SE の雑記

SQL Server の情報をメインに Microsoft 製品の勉強内容を日々投稿

カーソルのクエリキャッシュを調査してみる

leave a comment

前回の投稿の類似となりますが、SQL Server でカーソルを使用するクエリを実行したときのキャッシュについて軽くまとめてみたいと思います。

今回は以下のようなクエリを実行しています。

SET NOCOUNT ON
GO
DECLARE @col1 uniqueidentifier

DECLARE source_cursor CURSOR FOR
SELECT Col1 FROM SourceTable

OPEN source_cursor

FETCH NEXT FROM source_cursor INTO @col1

BEGIN TRAN
WHILE @@FETCH_STATUS = 0
BEGIN
	INSERT INTO DestTable VALUES(@col1)
	FETCH NEXT FROM source_cursor INTO @col1
END
COMMIT TRAN

CLOSE source_cursor
DEALLOCATE source_cursor

カーソルでソースのテーブルを SELECT し、それをほかのテーブルに INSERT するシンプルなクエリとなっています。

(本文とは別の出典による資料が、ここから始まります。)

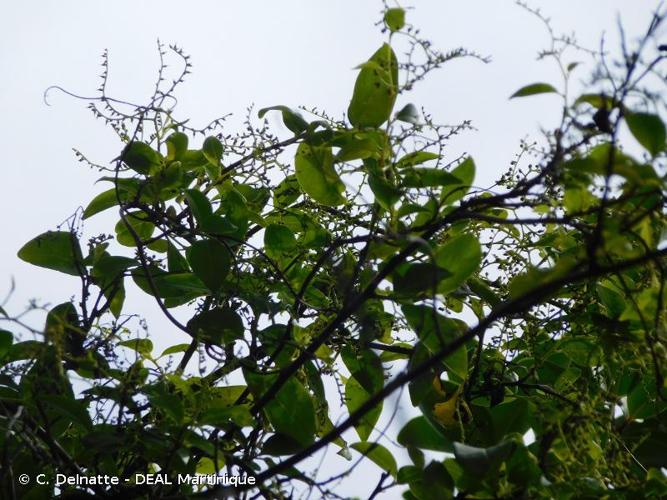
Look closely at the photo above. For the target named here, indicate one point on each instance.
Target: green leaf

このクエリを実行した後に以下のクエリを実行してキャッシュの状況を調査してみます。

SELECT 
	st.text,
	SUBSTRING(ST.text, (QS.statement_start_offset/2) + 1,
    ((CASE statement_end_offset 
        WHEN -1 THEN DATALENGTH(ST.text)
        ELSE QS.statement_end_offset END 
            - QS.statement_start_offset)/2) + 1) AS statement_text,
	qs.execution_count,
	qs.total_worker_time,
	qs.total_elapsed_time,
	qs.total_logical_reads,
	qs.total_physical_reads,
	qs.total_logical_writes,
	qs.statement_start_offset,
	qs.statement_end_offset
FROM sys.dm_exec_query_stats AS qs
CROSS APPLY
sys.dm_exec_sql_text(sql_handle) AS st
OPTION (RECOMPILE)

 

実行結果が以下になります。

image

この結果を確認することで、カーソルを使用した処理でデータが読み込まれるタイミングを確認することができます。

「DECLARE source_cursor CURSOR FOR SELECT Col1 FROM SourceTable」では、read は発生していません。

そのためカーソルを宣言したタイミングではデータの読み込みは行われていません。

データの読み込みは最初に「FETCH NEXT FROM」したタイミングで発生しています。

今回はキャッシュをクリアした状態でクエリを実行しています。そのため、初回の読み込みについては物理 I/O となるため、「total_physical_reads] が発生することになります。

物理読み込みが発生したのは初回の FETCH のタイミングとなり、それ以降は論理読み込みとなっていることが確認できます。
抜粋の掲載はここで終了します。